Streams and multiprocessor usage?

I thought I had streams all figured out. You use the host to schedule tons of async operations, with dependencies managed by a cudaStream_t handle. In theory, this should maximize GPU usage; at least in terms of how many of the completely disjoint multiprocessors are being used.

But it wasn’t quite working like I expected. So I wrote this test program, which just does an async memcpy onto the device, launches a kernel, and then does an async memcpy back to the host. I have pools of streams and buffers and I just fire off as many ‘host_square’ functions as possible. I don’t even bother to synchronize the stream unless I’m going to run another host_square on it.

The number of preallocated streams and buffers is configurable by NUM_STREAMS. It seems like any value from 1-48 works fine; above 48 and it starts acting synchronously for some reason. I’d like to know why that is, but that’s not my biggest concern right now.

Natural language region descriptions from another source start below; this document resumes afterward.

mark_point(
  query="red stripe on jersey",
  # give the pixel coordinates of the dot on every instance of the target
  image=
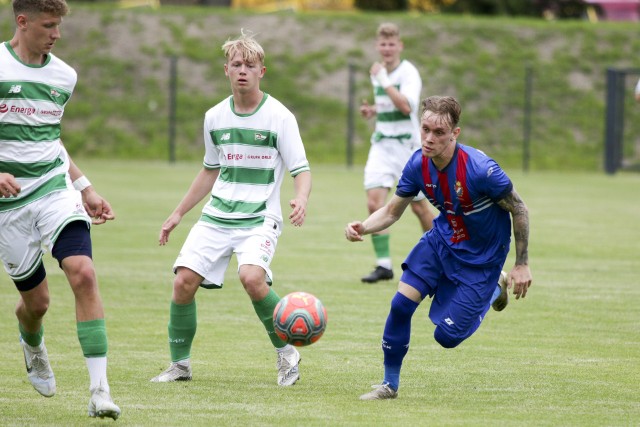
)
(462, 191)
(426, 176)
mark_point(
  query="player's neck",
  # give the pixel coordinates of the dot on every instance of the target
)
(246, 103)
(25, 55)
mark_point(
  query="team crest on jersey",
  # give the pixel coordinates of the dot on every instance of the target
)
(459, 190)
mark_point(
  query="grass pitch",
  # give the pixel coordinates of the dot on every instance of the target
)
(568, 354)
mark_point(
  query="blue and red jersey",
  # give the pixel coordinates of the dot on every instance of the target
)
(471, 224)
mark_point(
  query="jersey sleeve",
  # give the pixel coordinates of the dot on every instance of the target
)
(410, 182)
(411, 86)
(291, 147)
(211, 151)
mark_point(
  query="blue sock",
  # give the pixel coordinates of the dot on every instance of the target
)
(395, 340)
(496, 294)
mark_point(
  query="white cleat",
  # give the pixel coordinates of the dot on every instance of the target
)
(39, 371)
(101, 405)
(175, 372)
(287, 364)
(380, 392)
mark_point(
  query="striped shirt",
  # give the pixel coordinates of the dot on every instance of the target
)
(32, 101)
(391, 123)
(471, 223)
(252, 152)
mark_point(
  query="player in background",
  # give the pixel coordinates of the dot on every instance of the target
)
(42, 193)
(459, 261)
(396, 88)
(251, 140)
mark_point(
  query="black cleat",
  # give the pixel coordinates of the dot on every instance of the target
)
(380, 273)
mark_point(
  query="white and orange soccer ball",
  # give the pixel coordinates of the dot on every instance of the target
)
(300, 319)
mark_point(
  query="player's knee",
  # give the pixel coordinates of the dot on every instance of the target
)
(37, 309)
(446, 339)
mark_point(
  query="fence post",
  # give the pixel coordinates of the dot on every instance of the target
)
(173, 84)
(351, 114)
(526, 144)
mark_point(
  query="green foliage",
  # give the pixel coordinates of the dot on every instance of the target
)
(566, 355)
(120, 106)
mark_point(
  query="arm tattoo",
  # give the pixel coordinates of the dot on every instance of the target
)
(520, 214)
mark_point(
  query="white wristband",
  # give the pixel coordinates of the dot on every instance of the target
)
(81, 183)
(383, 78)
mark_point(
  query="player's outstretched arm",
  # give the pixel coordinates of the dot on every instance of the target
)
(520, 276)
(380, 220)
(199, 189)
(302, 184)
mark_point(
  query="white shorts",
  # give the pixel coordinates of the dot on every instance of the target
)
(385, 163)
(208, 249)
(26, 232)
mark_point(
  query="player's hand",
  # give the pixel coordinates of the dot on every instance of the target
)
(354, 231)
(367, 111)
(167, 227)
(520, 278)
(98, 208)
(9, 187)
(299, 211)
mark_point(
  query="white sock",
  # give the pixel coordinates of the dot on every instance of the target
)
(97, 372)
(286, 349)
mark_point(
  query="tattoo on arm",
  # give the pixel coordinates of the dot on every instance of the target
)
(520, 214)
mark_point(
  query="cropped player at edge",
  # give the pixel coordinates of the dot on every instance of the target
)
(251, 140)
(458, 262)
(46, 201)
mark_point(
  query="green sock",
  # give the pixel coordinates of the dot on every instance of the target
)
(33, 340)
(264, 310)
(381, 245)
(182, 328)
(93, 338)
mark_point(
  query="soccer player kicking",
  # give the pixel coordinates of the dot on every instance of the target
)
(251, 140)
(38, 205)
(458, 263)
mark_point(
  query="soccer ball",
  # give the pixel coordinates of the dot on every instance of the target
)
(300, 319)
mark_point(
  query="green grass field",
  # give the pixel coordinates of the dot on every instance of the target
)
(568, 354)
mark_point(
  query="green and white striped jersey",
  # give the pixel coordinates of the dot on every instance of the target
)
(252, 152)
(32, 101)
(390, 122)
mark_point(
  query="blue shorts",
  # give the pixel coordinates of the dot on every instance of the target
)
(461, 293)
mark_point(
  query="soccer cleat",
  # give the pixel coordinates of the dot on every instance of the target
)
(175, 372)
(287, 364)
(38, 369)
(101, 405)
(380, 392)
(501, 302)
(380, 273)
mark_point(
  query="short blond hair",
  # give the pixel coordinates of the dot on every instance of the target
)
(54, 7)
(248, 47)
(388, 29)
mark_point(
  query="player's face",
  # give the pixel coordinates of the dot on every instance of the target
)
(244, 75)
(389, 49)
(437, 137)
(40, 33)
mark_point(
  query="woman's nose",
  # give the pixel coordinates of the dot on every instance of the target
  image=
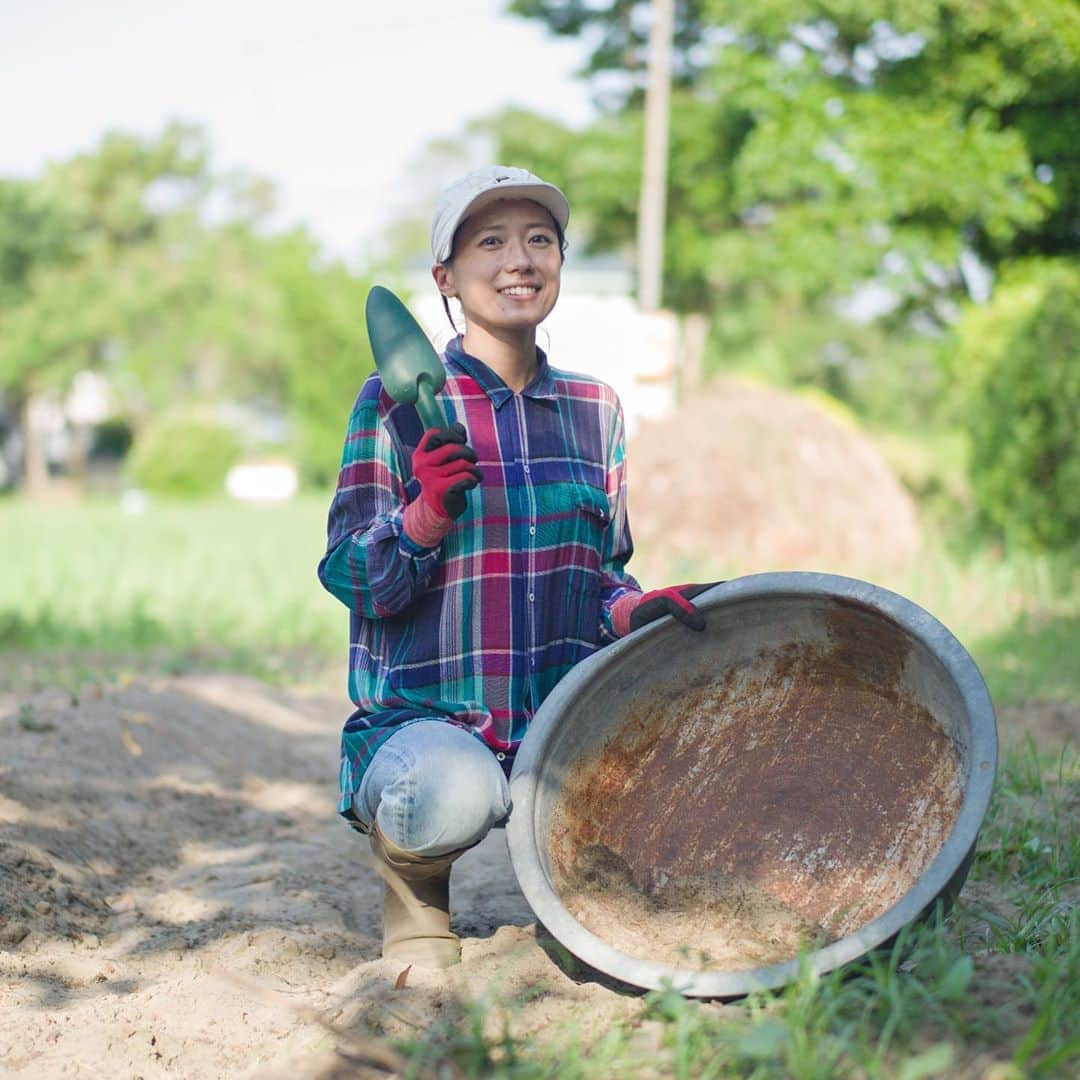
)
(518, 256)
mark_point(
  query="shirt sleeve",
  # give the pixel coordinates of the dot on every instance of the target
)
(617, 544)
(370, 564)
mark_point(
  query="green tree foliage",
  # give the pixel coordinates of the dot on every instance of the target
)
(1021, 382)
(329, 354)
(184, 456)
(136, 260)
(832, 163)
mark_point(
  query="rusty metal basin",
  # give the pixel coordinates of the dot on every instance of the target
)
(805, 778)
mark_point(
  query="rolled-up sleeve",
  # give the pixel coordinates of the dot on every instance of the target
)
(617, 544)
(370, 564)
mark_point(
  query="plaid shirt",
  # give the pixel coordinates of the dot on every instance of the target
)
(480, 629)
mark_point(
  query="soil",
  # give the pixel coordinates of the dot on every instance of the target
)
(178, 898)
(700, 921)
(788, 485)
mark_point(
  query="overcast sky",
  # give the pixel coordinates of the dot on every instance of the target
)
(333, 99)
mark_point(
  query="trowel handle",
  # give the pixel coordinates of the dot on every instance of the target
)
(431, 413)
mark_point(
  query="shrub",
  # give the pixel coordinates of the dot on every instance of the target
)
(184, 456)
(1024, 412)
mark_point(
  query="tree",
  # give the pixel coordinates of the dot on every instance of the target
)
(826, 154)
(328, 352)
(112, 261)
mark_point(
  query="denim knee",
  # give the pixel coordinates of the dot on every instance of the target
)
(434, 788)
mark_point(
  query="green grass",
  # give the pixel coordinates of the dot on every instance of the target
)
(994, 990)
(976, 993)
(183, 585)
(218, 583)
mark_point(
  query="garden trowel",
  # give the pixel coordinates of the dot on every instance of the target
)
(408, 365)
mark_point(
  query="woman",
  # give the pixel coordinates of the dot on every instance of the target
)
(481, 561)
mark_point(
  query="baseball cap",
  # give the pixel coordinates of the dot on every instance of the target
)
(484, 186)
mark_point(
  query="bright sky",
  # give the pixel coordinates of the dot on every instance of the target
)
(333, 99)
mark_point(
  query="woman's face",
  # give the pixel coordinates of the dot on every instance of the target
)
(505, 268)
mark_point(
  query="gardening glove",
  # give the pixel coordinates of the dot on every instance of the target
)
(635, 609)
(445, 464)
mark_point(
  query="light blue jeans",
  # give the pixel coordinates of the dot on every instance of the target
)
(433, 788)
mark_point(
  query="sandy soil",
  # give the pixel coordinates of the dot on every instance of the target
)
(177, 896)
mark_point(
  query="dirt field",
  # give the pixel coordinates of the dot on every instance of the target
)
(177, 896)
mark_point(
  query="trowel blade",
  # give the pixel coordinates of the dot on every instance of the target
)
(407, 364)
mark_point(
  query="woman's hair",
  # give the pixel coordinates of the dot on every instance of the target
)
(559, 235)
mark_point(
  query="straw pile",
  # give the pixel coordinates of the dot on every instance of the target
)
(745, 478)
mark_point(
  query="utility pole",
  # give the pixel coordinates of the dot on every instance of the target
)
(652, 206)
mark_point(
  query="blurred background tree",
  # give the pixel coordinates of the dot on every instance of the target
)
(136, 261)
(845, 179)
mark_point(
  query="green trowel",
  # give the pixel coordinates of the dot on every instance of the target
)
(409, 367)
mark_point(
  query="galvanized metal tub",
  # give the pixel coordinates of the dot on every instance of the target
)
(817, 763)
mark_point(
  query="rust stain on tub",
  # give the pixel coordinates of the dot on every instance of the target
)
(810, 774)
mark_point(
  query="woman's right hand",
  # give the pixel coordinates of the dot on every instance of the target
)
(445, 464)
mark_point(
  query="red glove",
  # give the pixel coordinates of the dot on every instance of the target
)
(445, 466)
(633, 611)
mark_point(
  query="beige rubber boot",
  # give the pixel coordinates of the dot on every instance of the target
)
(416, 905)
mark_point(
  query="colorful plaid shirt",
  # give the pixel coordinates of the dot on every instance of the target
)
(478, 630)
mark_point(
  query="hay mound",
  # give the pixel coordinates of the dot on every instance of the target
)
(744, 478)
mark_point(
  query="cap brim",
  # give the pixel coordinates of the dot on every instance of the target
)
(545, 194)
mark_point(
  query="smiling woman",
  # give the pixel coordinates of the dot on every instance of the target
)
(481, 561)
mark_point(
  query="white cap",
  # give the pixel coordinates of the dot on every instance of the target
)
(484, 186)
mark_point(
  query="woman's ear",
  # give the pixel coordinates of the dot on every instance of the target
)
(444, 279)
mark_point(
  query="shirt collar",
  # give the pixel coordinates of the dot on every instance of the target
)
(542, 386)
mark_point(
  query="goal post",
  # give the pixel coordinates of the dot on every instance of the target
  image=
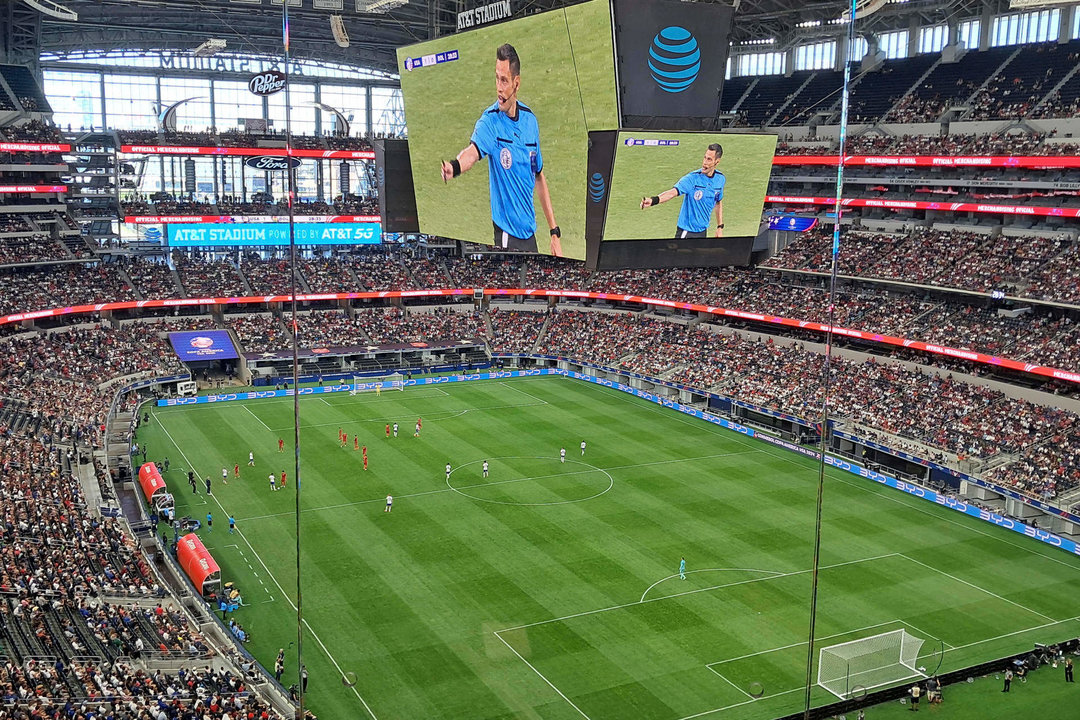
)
(867, 663)
(376, 383)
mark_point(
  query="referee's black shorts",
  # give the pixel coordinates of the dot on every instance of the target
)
(680, 233)
(508, 242)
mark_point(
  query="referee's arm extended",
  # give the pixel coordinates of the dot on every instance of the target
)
(544, 194)
(460, 164)
(662, 198)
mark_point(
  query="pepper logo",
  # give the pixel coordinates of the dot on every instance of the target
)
(674, 58)
(596, 188)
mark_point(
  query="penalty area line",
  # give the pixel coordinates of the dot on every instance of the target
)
(540, 675)
(271, 575)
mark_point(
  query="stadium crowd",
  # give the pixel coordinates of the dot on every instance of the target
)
(394, 325)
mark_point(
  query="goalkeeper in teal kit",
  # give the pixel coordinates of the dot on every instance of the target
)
(509, 135)
(702, 191)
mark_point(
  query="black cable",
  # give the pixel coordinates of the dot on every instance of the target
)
(826, 371)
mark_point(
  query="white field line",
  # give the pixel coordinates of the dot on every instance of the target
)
(745, 702)
(518, 390)
(720, 676)
(787, 692)
(917, 505)
(694, 592)
(257, 418)
(798, 644)
(481, 485)
(540, 675)
(773, 572)
(434, 416)
(270, 574)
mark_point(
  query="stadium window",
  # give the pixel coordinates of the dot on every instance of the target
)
(196, 113)
(969, 34)
(933, 39)
(757, 64)
(893, 44)
(130, 102)
(1018, 28)
(76, 98)
(233, 103)
(349, 99)
(301, 113)
(388, 112)
(815, 56)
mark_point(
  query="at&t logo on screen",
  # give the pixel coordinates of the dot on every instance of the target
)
(674, 58)
(596, 188)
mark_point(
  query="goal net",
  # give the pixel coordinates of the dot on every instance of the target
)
(377, 383)
(868, 663)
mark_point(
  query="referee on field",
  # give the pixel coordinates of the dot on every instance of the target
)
(702, 190)
(508, 132)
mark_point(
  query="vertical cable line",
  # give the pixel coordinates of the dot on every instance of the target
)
(828, 354)
(291, 175)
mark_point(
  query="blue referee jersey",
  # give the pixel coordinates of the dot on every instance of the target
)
(514, 149)
(700, 194)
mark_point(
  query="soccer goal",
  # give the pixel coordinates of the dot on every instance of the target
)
(377, 383)
(868, 663)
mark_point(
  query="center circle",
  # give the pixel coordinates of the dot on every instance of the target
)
(543, 477)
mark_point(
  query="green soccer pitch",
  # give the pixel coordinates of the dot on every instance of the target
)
(551, 589)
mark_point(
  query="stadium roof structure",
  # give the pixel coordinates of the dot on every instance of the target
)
(255, 26)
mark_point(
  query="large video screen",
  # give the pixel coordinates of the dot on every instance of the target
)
(696, 184)
(564, 86)
(194, 345)
(189, 234)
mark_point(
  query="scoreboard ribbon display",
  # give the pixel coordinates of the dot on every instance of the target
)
(273, 233)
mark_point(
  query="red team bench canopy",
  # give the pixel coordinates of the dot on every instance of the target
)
(150, 480)
(198, 564)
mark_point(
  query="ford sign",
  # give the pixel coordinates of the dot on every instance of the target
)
(267, 83)
(272, 163)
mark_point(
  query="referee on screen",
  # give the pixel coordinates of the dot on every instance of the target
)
(508, 132)
(702, 190)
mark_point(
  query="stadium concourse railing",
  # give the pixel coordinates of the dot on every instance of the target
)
(565, 369)
(611, 297)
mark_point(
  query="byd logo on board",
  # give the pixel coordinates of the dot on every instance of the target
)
(596, 188)
(674, 58)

The problem is this: the time recorded for doTest with 48 streams is the same as the time recorded for doTest with only 1 stream. I don’t understand how this can be. My device supposedly has 16 disjoint multiprocessors; shouldn’t I be seeing a 16x speedup going from 1 stream to 16 streams? If not, how do I take advantage of all multiprocessors on the device?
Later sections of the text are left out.